Consumption-induced tolerance
Alcohol tolerance is increased by regular drinking. This reduced sensitivity to the physical effects of alcohol consumption requires that higher quantities of alcohol be consumed in order to achieve the same effects as before tolerance was established. Alcohol tolerance may lead to (or be a sign of) alcohol dependence.
Heavy alcohol consumption over a period of years can lead to "reverse tolerance". A liver can be damaged by chronic alcohol use, leading to a buildup of fat and scar tissue. The reduced ability of such a liver to metabolize or break down alcohol means that small amounts can lead to a high blood alcohol concentration (BAC) and more rapid intoxication. Studies have shown that 2–3 weeks of daily alcohol consumption increases tolerance.

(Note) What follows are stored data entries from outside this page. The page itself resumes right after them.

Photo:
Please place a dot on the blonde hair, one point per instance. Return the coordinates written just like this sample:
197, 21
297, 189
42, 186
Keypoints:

Physiology of alcohol tolerance
Direct alcohol tolerance is largely dependent on body size. Large-bodied people will require more alcohol to reach insobriety than lightly built people. Thus men, being larger than women on average, will typically have a higher alcohol tolerance. The alcohol tolerance is also connected with activity of alcohol dehydrogenases (a group of enzymes responsible for the breakdown of alcohol) in the liver, and in the bloodstream.
High level of alcohol dehydrogenase activity results in fast transformation of ethanol to more toxic acetaldehyde. Such atypical alcohol dehydrogenase levels are less frequent in alcoholics than in nonalcoholics. Furthermore, among alcoholics, the carriers of this atypical enzyme consume lower ethanol doses, compared to the individuals without the allele.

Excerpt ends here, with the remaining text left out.